High frequency trading is defended by many as improving market availability. As trades are carried out more quickly, and in greater quantities, HFT unmistakably boosts market competition. The marketplaces become more price-efficient as a result of the decreased bid-ask gaps brought on by the increased liquidity.
Because there is always someone on the other side of a trade, an open market has lower risk. Also, as liquidity grows, the price a vendor is willing to sell for and the price a customer is willing to pay will get closer.
A stop-loss order, which guarantees that a trader's position will close at a certain price and avoid further loss, is one of the tactics that can be used to reduce risk.
<h2>Risks of High-Frequency Trading</h2>
Regulators, financial experts, and academics do not all agree on how high frequency trading should be regulated.
High frequency traders rarely keep their assets overnight, invest little money, and hold their positions for only a brief period of time before selling them.
As a consequence, the Sharpe Ratio, or risk-reward ratio, is extremely high. The ratio is much greater in comparison to the classic investor who invests keeping in mind a long-term strategy. A high frequency trader may occasionally only make a tiny fraction of a penny, which is all they need to make profits throughout the day but also raises the possibility of suffering a sizable loss.
HFT is frequently criticised for only generating "virtual liquidity" in the market. HFT detractors note that the liquidity produced is not "real" because the assets are only kept briefly. Before a normal investor can acquire the asset, it has already been traded numerous times by high frequency traders. The enormous liquidity produced by high-frequency trading (HFT) has largely dissipated by the time the average trader makes an order.

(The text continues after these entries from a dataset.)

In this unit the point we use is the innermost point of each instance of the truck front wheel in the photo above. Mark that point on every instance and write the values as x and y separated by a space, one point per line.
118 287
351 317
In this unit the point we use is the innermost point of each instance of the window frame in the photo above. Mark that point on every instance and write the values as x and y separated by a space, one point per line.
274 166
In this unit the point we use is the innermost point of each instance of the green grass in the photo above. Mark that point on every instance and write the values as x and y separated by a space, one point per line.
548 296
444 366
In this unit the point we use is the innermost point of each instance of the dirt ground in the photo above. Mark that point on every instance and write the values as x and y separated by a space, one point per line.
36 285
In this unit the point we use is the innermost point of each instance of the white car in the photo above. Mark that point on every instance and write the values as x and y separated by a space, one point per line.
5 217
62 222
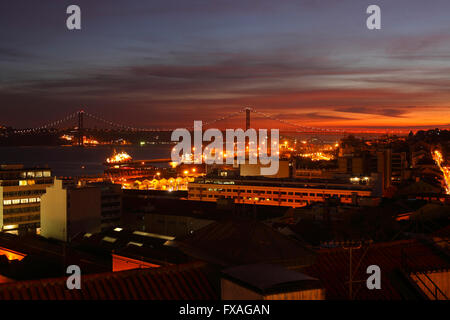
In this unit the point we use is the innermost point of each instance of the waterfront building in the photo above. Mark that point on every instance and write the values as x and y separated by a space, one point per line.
290 193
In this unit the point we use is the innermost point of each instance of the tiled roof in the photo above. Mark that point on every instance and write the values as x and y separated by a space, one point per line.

Additionally, high frequency traders (large financial organisations) are believed to frequently benefit at the cost of lesser-known market participants (smaller financial institutions, individual investors).
Finally, HFT has been linked to greater market volatility and even market collapses. Regulators have busted some high-frequency traders for using unlawful market influence techniques like spoofing and stacking. During the Flash Crash of 2010, it was established that HFT played a significant role in the extreme market instability.

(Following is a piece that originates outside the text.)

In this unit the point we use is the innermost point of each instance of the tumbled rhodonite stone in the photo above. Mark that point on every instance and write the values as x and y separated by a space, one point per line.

<h2>Ethics and Market Impact</h2>
Some professionals criticise high-frequency trading because they think it provides big companies an unfair edge and unbalances the playing field. It can also harm other investors with long-term plans and purchase or trade in large quantities.
Critics also contend that new technologies and computerised trading, which began in the early 2000s, contribute to market volatility. Small and large collapses can be exacerbated by such technologies bulk liquidating their portfolios in response to particular market signals.

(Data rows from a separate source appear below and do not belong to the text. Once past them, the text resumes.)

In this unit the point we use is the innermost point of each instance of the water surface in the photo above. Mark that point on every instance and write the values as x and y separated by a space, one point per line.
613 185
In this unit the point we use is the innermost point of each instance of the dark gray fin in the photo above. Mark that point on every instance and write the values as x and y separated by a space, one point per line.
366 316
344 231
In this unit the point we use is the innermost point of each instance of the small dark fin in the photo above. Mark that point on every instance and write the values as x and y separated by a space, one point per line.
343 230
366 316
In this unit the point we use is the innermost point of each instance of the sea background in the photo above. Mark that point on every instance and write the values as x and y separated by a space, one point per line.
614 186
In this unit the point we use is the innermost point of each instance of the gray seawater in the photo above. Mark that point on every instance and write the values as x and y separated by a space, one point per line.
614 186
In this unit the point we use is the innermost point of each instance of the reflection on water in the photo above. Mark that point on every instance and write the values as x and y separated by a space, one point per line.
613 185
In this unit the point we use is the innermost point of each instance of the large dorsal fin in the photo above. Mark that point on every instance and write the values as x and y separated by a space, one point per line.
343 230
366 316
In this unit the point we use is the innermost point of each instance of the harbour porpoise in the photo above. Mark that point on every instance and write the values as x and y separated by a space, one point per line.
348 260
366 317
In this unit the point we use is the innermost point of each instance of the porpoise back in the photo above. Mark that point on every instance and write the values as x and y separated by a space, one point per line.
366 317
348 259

Some European nations want to prohibit high-frequency trading to reduce volatility and, eventually, avoid events like the 2010 US Flash Crash and the Knight Capital crash.
Algorithms can also be written to start thousands of orders and rescind them seconds later, causing a brief price increase. Taking advantage of such deception is generally regarded as immoral and, in some cases, unlawful.
<h2>Final Words</h2>
High-frequency trading, or HFT, is a trading strategy that employs strong computer programmes to execute a large number of transactions in fractions of a second. It analyses numerous marketplaces and executes orders based on market circumstances using complex algorithms. Typically, traders with the quickest implementation rates are more lucrative than traders with slower execution speeds. In addition to fast transaction speeds, HFT is distinguished by high turnover rates and order-to-trade ratios. Tower Research, Citadel LLC, and Virtu Financial are some of the most well-known HFT companies.